Senador Alessandro Vieira defende investigação de ministro do STF citados no caso Banco Master e cobra atuação do Senado contra o crime organizado

O senador Alessandro Vieira afirmou na quarta-feira (04/02/2026) que a retomada dos trabalhos no Senado Federal ocorre com foco na defesa do interesse público e no combate ao crime organizado, destacando a criação de um Grupo de Trabalho (GT) na Comissão de Assuntos Econômicos (CAE) para aprofundar as investigações sobre o chamado escândalo do Banco Master, apontado por ele como um caso grave, com indícios de atuação de organizações criminosas e possíveis irregularidades envolvendo autoridades.

Segundo o parlamentar, a apuração deve avançar nos próximos meses por meio do GT, de uma eventual Comissão Parlamentar de Inquérito (CPI) ou de outras frentes legislativas. Vieira afirmou que o país não pode permanecer refém de esquemas que, em sua avaliação, ameaçam a democracia, o uso correto do dinheiro público e o equilíbrio entre os Poderes da República.

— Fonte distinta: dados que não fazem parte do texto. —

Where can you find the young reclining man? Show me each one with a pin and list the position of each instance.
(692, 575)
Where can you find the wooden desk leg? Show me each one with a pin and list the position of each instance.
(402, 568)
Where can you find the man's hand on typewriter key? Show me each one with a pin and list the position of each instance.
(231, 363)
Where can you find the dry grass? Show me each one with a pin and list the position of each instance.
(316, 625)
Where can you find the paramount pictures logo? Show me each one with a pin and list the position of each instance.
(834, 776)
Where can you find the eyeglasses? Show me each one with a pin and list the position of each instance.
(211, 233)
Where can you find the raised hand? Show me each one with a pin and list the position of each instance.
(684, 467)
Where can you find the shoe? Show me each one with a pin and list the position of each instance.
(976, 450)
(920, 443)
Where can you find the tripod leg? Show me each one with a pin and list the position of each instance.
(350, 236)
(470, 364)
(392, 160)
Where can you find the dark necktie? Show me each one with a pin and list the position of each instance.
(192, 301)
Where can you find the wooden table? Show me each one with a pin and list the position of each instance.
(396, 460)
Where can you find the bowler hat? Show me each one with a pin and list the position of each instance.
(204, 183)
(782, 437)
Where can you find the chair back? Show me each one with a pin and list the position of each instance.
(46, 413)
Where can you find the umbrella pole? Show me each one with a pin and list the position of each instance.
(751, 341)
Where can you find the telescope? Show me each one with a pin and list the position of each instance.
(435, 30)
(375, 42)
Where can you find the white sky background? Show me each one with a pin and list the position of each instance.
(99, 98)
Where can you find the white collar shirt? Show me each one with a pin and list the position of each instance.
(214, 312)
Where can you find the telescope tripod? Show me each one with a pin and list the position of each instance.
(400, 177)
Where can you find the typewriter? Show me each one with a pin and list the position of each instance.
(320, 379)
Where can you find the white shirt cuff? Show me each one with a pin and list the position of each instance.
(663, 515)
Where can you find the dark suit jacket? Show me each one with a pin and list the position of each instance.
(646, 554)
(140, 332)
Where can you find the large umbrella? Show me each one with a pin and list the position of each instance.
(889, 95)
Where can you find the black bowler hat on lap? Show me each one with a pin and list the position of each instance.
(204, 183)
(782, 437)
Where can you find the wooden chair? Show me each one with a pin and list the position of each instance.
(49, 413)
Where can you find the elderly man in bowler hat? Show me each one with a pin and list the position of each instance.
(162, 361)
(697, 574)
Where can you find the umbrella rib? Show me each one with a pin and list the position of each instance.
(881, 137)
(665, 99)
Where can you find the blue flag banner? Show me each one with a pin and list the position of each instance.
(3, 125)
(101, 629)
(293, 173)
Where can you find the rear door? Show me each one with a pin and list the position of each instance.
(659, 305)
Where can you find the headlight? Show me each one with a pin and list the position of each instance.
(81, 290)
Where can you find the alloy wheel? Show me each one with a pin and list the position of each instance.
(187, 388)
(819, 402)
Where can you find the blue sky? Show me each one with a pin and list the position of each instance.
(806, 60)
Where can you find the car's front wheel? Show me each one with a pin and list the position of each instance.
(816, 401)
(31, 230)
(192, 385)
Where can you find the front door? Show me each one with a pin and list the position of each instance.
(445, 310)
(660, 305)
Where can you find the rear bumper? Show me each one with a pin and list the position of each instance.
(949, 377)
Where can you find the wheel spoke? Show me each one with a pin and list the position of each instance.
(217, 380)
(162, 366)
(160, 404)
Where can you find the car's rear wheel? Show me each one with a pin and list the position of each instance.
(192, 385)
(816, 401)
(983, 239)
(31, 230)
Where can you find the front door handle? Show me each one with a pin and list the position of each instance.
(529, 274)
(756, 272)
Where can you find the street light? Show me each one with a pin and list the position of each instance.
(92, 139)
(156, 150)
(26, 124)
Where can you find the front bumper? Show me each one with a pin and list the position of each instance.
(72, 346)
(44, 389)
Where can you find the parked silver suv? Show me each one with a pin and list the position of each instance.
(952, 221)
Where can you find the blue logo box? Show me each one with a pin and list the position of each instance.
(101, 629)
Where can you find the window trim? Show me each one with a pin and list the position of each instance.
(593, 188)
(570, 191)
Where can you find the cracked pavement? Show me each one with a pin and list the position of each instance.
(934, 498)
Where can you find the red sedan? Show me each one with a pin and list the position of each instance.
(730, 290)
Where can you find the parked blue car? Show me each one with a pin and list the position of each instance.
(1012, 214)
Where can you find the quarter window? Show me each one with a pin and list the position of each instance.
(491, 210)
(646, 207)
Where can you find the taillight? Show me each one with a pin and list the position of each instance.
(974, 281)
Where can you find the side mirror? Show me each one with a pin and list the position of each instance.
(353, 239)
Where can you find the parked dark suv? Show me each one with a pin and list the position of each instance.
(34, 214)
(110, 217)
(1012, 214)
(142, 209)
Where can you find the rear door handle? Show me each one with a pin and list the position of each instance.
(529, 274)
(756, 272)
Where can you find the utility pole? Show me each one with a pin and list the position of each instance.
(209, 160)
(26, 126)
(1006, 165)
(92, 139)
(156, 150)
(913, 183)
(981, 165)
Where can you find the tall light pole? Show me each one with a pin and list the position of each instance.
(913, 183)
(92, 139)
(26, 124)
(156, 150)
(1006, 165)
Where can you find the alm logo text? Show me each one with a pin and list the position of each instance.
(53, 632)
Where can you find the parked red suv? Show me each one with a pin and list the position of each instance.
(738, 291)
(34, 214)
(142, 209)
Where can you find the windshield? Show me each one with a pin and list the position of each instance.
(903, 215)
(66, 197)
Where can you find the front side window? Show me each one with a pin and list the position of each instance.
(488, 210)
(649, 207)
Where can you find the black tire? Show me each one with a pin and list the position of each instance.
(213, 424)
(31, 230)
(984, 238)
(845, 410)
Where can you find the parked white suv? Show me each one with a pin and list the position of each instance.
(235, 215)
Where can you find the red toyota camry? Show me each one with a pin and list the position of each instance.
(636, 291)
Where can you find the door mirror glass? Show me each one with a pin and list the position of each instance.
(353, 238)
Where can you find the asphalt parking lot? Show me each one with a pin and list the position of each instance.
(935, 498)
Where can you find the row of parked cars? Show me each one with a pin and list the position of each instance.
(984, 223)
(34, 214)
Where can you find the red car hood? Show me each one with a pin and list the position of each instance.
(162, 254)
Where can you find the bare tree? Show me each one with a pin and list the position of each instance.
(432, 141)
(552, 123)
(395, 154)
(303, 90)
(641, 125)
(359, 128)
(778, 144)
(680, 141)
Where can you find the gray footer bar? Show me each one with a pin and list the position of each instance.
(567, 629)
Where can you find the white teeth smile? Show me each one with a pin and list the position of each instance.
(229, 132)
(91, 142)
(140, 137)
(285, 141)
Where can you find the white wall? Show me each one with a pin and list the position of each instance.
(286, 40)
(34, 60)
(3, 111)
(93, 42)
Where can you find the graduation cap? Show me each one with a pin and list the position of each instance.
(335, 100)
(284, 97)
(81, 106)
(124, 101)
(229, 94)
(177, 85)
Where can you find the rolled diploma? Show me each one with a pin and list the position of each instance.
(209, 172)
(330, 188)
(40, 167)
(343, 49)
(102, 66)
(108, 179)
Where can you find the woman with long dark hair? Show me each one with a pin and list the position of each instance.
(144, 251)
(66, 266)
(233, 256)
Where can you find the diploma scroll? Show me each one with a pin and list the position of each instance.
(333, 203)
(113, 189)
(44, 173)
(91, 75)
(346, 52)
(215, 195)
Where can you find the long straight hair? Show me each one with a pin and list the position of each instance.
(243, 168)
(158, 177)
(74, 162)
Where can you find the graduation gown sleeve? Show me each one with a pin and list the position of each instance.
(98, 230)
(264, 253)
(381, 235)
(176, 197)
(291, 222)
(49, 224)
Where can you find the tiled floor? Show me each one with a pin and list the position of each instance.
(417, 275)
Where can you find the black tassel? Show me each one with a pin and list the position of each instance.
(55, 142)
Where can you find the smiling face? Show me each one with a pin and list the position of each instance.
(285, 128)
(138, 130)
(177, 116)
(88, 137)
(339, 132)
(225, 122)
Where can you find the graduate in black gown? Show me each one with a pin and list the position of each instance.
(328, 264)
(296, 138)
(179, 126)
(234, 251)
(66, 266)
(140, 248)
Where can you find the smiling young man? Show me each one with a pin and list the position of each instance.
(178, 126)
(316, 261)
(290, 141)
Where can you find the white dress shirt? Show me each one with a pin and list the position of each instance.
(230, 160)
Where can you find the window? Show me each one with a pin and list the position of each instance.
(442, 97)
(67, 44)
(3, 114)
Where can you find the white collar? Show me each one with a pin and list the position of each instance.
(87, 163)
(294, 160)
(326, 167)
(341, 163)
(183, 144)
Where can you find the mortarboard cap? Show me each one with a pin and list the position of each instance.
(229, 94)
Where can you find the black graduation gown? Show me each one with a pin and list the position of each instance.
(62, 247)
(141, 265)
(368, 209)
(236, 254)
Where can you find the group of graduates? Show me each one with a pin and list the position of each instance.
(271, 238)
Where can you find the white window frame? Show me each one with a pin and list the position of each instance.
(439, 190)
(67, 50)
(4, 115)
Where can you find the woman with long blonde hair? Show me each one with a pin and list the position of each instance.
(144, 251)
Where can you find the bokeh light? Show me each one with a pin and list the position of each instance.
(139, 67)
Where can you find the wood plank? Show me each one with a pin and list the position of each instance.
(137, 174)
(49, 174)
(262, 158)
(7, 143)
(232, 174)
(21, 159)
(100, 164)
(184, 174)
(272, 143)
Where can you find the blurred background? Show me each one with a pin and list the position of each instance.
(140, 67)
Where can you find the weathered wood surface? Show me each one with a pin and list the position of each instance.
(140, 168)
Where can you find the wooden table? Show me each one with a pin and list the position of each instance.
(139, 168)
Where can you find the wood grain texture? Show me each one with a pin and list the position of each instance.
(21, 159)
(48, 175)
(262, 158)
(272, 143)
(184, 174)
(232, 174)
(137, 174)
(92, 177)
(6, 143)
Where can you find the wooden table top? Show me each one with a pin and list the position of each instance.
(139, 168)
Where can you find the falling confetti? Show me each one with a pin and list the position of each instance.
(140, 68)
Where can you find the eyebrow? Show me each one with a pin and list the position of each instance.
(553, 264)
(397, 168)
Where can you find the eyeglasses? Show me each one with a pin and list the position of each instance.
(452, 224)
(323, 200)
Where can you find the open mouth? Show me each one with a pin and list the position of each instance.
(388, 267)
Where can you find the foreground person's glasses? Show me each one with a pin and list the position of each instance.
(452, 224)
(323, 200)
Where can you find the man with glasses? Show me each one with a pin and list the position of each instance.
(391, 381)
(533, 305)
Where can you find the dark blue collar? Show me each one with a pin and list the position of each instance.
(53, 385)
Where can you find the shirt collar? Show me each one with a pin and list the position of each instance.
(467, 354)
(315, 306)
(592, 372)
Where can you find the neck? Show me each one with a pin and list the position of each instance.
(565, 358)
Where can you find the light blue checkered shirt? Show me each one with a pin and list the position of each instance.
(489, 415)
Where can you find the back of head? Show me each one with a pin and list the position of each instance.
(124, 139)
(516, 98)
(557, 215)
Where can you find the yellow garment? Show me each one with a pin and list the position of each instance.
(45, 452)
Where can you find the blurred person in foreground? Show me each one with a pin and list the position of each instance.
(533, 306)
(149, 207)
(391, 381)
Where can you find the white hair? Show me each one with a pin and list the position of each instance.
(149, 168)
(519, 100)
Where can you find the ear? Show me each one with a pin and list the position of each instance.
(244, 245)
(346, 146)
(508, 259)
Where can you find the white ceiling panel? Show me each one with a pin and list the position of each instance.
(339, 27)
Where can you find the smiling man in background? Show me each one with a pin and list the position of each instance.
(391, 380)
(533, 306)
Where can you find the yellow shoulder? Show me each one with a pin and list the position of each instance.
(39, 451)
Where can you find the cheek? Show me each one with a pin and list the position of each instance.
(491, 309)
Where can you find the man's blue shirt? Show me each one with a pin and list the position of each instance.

Investigação sobre o Banco Master entra na pauta do Senado

Durante o pronunciamento, o senador destacou que o Senado possui legitimidade constitucional para conduzir investigações que envolvam autoridades de alto escalão, defendendo a necessidade de apuração rigorosa do caso.

De acordo com Vieira, as denúncias relacionadas ao Banco Master apresentam indícios que justificam investigação aprofundada, com o objetivo de esclarecer eventuais irregularidades e responsabilidades. O parlamentar afirmou que o país já enfrentou investigações e punições envolvendo diferentes níveis da administração pública e que o mesmo padrão deve ser aplicado a qualquer autoridade, caso sejam confirmados crimes.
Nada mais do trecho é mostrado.